O árbitro Manoel Amaro declarou que já podia encerrar a carreira porque apitara o jogo mais importante do Século XX.

Chico conseguiu uma das três bolas usadas no jogo (a do milésimo gol, Pelé guardou!) e uma camisa 10 do Santos dadas pelo Rei, devidamente autografadas.

Hoje, o próprio Pelé ignora onde foi parar a camisa 10 do Vasco com o numero 1.000.

O filho


Na comemoração dos 30 anos do milésimo gol, Pelé e Andrada reviveram no Maracanã aquele duelo. Pelé teve que repetir a cobrança do pênalti porque, na primeira, Andrada pegou.

Pelé se queixou:

– Pô, gringo! É para repetirmos o lance!

Andrada, muito sacana, emendou:

– Tá difícil, amigo… Agora, eu já sei o canto que você vai chutar!

Naquele mesmo dia, falei pro Andrada, no Rio:

– Gringo, tu devias agradecer todos os dias: não por ter levado o milésimo gol, mas porque tu quase defendeste aquele pênalti!

– Como assim, Valdir?

– Tchê, aquele gol passa toda hora na televisão… Imagina o teu filho, em casa, lamentando:

Carajo, papá!

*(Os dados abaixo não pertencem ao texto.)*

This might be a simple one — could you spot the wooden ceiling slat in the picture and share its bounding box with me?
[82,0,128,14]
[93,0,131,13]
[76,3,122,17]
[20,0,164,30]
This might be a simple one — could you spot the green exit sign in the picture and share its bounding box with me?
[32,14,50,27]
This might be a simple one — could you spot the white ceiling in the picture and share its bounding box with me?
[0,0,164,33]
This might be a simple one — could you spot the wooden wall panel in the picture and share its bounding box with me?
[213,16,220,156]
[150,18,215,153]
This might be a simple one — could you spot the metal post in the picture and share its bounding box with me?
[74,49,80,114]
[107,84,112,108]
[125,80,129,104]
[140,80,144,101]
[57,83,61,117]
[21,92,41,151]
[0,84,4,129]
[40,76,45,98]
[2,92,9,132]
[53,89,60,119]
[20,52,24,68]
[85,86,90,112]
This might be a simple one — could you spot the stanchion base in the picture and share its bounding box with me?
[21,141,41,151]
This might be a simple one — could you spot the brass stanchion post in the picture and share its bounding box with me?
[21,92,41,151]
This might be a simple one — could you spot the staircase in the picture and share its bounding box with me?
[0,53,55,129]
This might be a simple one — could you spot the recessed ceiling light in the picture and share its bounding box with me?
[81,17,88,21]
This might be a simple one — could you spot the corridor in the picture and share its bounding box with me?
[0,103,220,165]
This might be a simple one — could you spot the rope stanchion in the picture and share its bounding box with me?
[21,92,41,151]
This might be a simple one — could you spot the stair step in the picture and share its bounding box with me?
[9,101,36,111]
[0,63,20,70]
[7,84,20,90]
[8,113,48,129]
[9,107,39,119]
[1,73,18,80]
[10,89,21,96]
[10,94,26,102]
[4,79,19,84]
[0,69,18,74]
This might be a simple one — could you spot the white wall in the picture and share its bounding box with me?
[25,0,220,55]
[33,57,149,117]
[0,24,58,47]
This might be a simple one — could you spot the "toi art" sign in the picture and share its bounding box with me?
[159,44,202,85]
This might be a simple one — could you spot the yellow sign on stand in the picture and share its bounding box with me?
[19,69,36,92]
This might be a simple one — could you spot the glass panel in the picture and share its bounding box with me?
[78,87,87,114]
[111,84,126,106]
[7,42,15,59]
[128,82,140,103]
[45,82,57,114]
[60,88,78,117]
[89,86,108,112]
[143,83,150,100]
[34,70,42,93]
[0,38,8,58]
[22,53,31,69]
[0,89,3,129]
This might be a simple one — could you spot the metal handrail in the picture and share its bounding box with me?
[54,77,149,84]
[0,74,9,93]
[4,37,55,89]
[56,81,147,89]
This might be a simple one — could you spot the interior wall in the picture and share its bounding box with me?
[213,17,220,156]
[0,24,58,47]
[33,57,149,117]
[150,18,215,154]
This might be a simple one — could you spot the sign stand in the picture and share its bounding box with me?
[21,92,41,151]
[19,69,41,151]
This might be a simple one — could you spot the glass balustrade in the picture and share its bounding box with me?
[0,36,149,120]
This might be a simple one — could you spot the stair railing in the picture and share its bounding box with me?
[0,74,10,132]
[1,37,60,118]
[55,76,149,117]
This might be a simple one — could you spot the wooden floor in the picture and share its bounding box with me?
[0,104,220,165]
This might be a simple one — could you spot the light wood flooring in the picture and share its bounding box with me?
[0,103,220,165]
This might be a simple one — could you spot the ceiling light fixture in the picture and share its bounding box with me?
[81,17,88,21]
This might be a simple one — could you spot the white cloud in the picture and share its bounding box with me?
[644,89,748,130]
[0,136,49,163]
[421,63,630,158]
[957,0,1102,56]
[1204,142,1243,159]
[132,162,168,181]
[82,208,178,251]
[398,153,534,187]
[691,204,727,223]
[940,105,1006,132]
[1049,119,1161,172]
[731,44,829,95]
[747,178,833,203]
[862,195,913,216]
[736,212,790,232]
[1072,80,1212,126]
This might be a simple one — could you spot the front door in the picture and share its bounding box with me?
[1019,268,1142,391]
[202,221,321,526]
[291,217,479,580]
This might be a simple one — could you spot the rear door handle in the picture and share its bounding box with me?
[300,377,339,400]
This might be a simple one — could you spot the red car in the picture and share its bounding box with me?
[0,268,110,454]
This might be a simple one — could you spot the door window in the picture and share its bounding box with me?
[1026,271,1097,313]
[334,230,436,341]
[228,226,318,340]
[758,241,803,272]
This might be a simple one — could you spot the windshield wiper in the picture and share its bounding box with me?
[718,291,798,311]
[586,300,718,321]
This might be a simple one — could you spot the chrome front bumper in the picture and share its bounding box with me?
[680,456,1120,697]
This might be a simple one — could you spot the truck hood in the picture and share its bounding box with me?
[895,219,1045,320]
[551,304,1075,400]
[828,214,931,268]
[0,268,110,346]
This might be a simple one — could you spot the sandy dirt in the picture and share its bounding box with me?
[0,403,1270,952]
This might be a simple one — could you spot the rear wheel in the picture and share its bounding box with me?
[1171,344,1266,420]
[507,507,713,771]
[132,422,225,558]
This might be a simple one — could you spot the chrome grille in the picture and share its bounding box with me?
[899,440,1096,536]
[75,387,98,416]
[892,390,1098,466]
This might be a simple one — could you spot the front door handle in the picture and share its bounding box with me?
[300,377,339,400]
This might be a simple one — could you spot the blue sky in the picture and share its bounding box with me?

No saliste en la película… Saltaste para el otro lado, mientras la pelota se fué para el lado opuesto”.

  

Ficha técnica

Santos 2 x 1 Vasco

Data: 19 de novembro de 1969

Local: Estádio do Maracanã

Árbitro: Manoel Amaro de Lima

Gols: Santos – Pelé (pênalti) e Renê (contra); Vasco – Benetti

Santos: Aguinaldo; Carlos Alberto Torres, Ramos Delgado, Djalma Dias (Joel Camargo) e Rildo; Clodoaldo, Lima, Manoel Maria e Edu; Pelé (Jair Bala) e Abel.

Vasco: Andrada; Fidélis, Moacir, Fernando e Eberval; Bougleaux, Renê, Acelino (Raimundinho) e Adílson; Benetti e Danilo Menezes (Silvinho).